Reflecting on my placement I have acquired more clinical knowledge which I can use for Omar’s care to ensure his nursing care plan is effective and deliver the individualised patient-centred care. One of the things I learnt was the importance of gaining patient consent (informed consent, DOH, 2005) which we have to gain consent before we do any treatment or action. I will deliver care to Omar by treating him with his dignity and privacy, following the NMC professional code of conduct. While I was in practice I worked in pre-op care which involves patient assessment processes. Patients can be distressed when they go to the hospital, I learnt that nurses can use a therapeutic communication style to calm patients down. This is the type of the communication that I will use on Omar because this will make him less anxious and ask about what he does and his hobbies to try and engage in a conversation with him. This will allow a nurse-patient rapport (Brenda,2011). Omar has a nasogastric tube feeding because he has dysphagia and this helps Omar for short/medium term nutritional support. In addition, I also learned from risk of infections and cross contamination for infection control and the health and safety regulation (HSE Act,1974). Before and after any personal care I would wash my hands and wear personal protective equipment. Another clinical skill I learned was monitoring blood pressure all of these skills developed my confidence and will use these skills throughout my nursing career.
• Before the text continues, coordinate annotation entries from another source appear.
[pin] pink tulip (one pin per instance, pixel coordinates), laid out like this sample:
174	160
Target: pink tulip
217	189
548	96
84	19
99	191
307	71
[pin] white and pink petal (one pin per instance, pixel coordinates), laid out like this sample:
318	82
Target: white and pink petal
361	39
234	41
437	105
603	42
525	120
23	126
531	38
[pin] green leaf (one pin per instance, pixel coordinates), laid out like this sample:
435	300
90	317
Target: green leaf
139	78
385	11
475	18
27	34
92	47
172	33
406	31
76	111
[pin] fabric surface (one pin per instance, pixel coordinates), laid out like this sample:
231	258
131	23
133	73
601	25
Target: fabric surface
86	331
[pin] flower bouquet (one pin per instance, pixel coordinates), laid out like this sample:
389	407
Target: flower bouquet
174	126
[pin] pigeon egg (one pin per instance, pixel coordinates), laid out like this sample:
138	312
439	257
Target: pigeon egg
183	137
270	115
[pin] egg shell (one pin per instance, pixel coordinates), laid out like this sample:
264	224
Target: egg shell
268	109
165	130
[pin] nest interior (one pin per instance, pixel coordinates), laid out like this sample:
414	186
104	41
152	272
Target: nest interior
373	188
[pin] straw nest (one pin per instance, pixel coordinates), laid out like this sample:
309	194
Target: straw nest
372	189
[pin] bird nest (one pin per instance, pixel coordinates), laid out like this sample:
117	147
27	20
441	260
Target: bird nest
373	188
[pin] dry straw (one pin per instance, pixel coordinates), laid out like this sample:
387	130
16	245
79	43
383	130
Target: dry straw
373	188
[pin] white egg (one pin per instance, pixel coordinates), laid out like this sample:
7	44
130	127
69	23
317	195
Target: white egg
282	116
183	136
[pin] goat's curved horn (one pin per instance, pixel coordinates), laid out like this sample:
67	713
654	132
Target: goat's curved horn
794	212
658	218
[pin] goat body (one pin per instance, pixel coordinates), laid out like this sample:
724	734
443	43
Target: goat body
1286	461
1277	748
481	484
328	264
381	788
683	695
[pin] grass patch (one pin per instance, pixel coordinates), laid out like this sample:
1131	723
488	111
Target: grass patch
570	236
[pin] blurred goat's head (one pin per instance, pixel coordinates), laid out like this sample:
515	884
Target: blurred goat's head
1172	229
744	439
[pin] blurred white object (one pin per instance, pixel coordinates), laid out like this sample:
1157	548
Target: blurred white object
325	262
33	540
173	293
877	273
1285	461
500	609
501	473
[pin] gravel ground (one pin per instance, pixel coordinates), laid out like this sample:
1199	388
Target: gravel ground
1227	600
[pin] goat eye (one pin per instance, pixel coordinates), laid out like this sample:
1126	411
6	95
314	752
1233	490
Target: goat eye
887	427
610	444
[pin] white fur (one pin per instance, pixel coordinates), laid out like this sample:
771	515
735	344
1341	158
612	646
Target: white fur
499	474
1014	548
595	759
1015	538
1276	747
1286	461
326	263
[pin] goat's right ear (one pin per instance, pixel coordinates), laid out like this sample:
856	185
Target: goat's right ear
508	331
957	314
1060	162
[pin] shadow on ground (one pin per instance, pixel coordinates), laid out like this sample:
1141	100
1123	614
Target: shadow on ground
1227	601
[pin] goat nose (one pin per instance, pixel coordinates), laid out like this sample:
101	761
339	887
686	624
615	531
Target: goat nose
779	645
In this assignment and all of the placement experiences I have learned about the focus on importance of individualised patient-centred care. Nurses have to follow the nursing process and all of the models to deliver effective patient care and following the NMC codes, NICE guidelines and 6Cs. The holistic approach within the patient assessment is importance as it tell us the needs of the patients such as their psycho-social, cultural needs and physiological needs. With Omar’s he will have the best individualised care and support under the framework of stroke nursing care which helps with his holistic needs.